Фаршированные кабачки я ел почему-то крайне редко, в основном в столовых и как-то в больнице. Всё было бледно и на пару; впрочем, я люблю диетическую пищу. Вообще эти зелёные гайки для меня большая загадка. Зачем они существуют в кулинарии? Я думаю, что как-то надо было скармливать большие советские кабачки. Самые большие уходили на переработку, на икру, а не очень большие фаршировали в масштабах производственных и домашних. Если в овоще есть дырка, эту дырку надо заполнить фаршем. Видимо, был такой совершенно секретный закон общепита.
Про треску можно рассказать много. Когда я был маленьким и жил с родителями в большой коммунальной квартире на Домниковской улице, на большой кухне хозяйки жарили треску постоянно. Запах тянулся по всему коридору, проникая в комнаты.
Треска считалась плебейской рыбой. На той кухне, стоя на табуреточке, я тщательно мыл руки. Одна из хозяек, жаря треску, сказала: «Андрюша будет врачом». Хозяйка почти не ошиблась.

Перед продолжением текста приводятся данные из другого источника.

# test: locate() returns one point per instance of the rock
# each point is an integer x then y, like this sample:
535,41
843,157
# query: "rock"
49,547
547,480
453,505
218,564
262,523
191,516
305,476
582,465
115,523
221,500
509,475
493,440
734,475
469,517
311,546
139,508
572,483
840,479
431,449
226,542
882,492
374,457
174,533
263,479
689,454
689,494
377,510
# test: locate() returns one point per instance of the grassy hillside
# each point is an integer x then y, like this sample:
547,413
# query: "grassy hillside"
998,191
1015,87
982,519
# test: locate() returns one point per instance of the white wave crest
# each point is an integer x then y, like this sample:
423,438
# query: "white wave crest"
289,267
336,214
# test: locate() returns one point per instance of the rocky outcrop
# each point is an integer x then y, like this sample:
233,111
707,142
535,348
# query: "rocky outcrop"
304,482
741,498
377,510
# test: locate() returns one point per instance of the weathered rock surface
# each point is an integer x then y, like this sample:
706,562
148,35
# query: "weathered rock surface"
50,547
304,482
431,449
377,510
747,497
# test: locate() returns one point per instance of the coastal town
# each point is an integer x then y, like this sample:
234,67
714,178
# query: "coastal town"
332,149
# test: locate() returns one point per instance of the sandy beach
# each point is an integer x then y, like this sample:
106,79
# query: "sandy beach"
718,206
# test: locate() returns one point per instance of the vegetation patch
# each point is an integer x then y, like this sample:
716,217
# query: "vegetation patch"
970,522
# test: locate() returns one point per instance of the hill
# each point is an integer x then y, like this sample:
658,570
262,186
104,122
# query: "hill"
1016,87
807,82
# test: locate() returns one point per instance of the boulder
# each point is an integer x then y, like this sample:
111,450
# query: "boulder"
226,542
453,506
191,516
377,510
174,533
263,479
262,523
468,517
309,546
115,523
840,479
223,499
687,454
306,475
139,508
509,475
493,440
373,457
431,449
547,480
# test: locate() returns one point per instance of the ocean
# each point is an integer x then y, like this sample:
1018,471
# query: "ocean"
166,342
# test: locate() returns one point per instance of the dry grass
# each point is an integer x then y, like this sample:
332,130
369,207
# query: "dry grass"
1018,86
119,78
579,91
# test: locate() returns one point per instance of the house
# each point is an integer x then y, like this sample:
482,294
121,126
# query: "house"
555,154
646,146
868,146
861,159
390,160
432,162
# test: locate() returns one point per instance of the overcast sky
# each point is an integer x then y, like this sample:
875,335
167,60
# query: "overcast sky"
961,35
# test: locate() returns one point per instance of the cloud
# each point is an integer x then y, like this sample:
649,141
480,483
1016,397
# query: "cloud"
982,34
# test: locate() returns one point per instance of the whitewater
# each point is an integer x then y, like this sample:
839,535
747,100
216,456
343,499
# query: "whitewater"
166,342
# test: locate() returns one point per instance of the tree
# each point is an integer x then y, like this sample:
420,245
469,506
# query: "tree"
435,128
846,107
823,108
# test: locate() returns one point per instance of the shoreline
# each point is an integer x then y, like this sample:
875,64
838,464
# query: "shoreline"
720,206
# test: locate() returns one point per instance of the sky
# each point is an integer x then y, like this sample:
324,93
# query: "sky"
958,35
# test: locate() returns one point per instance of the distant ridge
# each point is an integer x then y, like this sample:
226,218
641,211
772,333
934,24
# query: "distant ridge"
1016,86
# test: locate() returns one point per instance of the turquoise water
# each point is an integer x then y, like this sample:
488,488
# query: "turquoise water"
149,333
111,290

На Соловках мы поймали сразу две огромные трески просто на блесну, сделанную из консервной банки. Архангельск – город трески. Там говорили: трески не поешь – чаю не попьёшь, чаю не попьёшь – не поработаешь. А про свой собственный город, где люди занимались, кроме рыбной ловли, лесозаготовкой, местные жители говорили: треска, доска, тоска.
Именно в Архангельске я увидел треску клипфиского раздела. Засоленные и засушенные огромные распластанные туши рыбы. Такую треску я привёз в Москву и пошёл с ней в пивняк на Белорусской. Любители пива со своими воблами остолбенели. Я отрывал лоскуты размером с предплечье и угощал ими москвичей и гостей столицы. Только через тридцать лет, оказавшись в Норвегии, я узнал, что слово «клипфиск» – оттуда. «Клип» в переводе с норвежского – утёс, «фиск» – рыба. Норвежцы снабжают такой треской Португалию, Испанию, Италию, где из неё делают блюдо «Бакала». В разных странах его делают по-разному, но для каждой страны это национальное блюдо.
А сегодня треска – одна из самых дорогих рыб. Деликатес.
Думаю, что это блюдо появилось в целях экономии красной икры: чтобы гости сразу не сожрали всю банку, намазав себе каждый по три толстых бутерброда.
Однажды, когда в Германии я со своим другом художником Андреем Басанцом пришёл в гости к другому советскому художнику на день рождения – а это было начало голодных 90-х, – то на столе мы увидели на самом почётном месте баночку красной икры. Она ждала не менее почётного немецкого гостя, от которого зависело продвижение современного советского искусства на немецком арт-рынке.
Басанец очень любил красную икру и не очень беспокоился за современное советское искусство в только что объединенной Германии. Поэтому он сразу поставил перед собой драгоценную баночку и сделал несколько огромных бутербродов, на которые, собственно, она вся и ушла. После чего, обаятельно улыбаясь, их съел. Улыбался, правда, он один.
В то же время из одной баночки икры можно было бы сделать целый поднос фаршированных яиц. Такого количества Басанец точно никогда бы не осилил, и тот современный советский арт-рынок достиг бы больших успехов.
Да и само по себе блюдо красиво – оно похоже на японский флаг.
И метафорично: яйца в яйцах.
Голубцы я любил всегда, но ел их крайне редко: много возни. Родители моей жены, Евгений Тимофеевич и Софья Викентьевна, делали их фантастически. Голубцы были маленькие, плотно спеленатые, как грудные дети, листьями капусты. Голубцы долго тушились в сметане и масле. Съесть можно было неограниченное количество. Особенно вкусными они становились на следующий день – разогретые на сковородке. Пили водку и закусывали голубцами. Это воспоминание навсегда. Хотя нет уже родителей жены, нет голубцов – таких, во всяком случае.